The municipal authorities of Kinshasa have entered into a memorandum of understanding with Vietnam’s Vingroup and local partner Exposure SARL to introduce electric vehicles into the city’s transport system. Under the agreement, vehicles will be supplied by VinFast, Vingroup’s automotive subsidiary, alongside the rollout of charging infrastructure and the establishment of maintenance and repair facilities needed to support day-to-day operations.
Phased Rollout and Market Plans
The first phase of the project, running through the first quarter of 2026, will focus on planning and structuring, including the development of technical and financial frameworks ahead of binding implementation contracts. Once concluded, the initial deployment is expected to place 500 electric buses and 1,000 electric cars into Kinshasa’s public fleet. In parallel, VinFast and Exposure are preparing a separate commercial agreement aimed at private users, targeting the distribution of between 10,000 and 20,000 electric cars and up to 100,000 electric motorbikes for the local market.

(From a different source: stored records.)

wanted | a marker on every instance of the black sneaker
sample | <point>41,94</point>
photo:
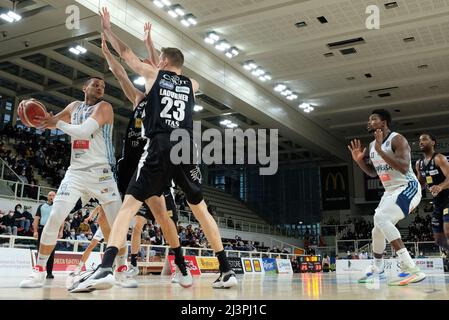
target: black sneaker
<point>225,280</point>
<point>100,279</point>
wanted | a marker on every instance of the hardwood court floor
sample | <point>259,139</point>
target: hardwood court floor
<point>254,287</point>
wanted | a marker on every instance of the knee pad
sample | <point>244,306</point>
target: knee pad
<point>379,244</point>
<point>59,213</point>
<point>383,222</point>
<point>111,210</point>
<point>194,196</point>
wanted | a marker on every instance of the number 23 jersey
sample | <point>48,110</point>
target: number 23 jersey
<point>169,105</point>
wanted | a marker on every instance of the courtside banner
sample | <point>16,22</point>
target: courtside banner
<point>392,267</point>
<point>68,261</point>
<point>208,264</point>
<point>236,264</point>
<point>257,265</point>
<point>284,266</point>
<point>269,265</point>
<point>191,262</point>
<point>15,262</point>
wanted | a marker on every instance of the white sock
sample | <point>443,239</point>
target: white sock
<point>405,258</point>
<point>42,260</point>
<point>379,263</point>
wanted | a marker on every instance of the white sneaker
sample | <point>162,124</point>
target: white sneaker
<point>184,281</point>
<point>133,271</point>
<point>100,279</point>
<point>35,280</point>
<point>225,280</point>
<point>372,272</point>
<point>124,278</point>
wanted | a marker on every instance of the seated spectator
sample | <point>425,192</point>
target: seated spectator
<point>9,222</point>
<point>22,223</point>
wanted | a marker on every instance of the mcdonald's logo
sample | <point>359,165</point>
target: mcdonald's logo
<point>335,178</point>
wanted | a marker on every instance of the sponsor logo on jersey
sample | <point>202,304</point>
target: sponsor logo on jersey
<point>185,90</point>
<point>175,79</point>
<point>167,85</point>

Urban Pressures and Structural Constraints
The initiative comes as Kinshasa faces persistent congestion and rising emissions, driven by rapid growth in vehicle numbers that has outpaced road development in a city of nearly 20 million people. Authorities have already responded with major infrastructure projects, including a planned bypass and the “Kinshasa Kia Mona” urban expansion, estimated to cost more than $50 billion. Despite these efforts, analysts note that high vehicle costs and the country’s limited and unreliable electricity supply are likely to influence the pace and durability of the shift toward electric mobility.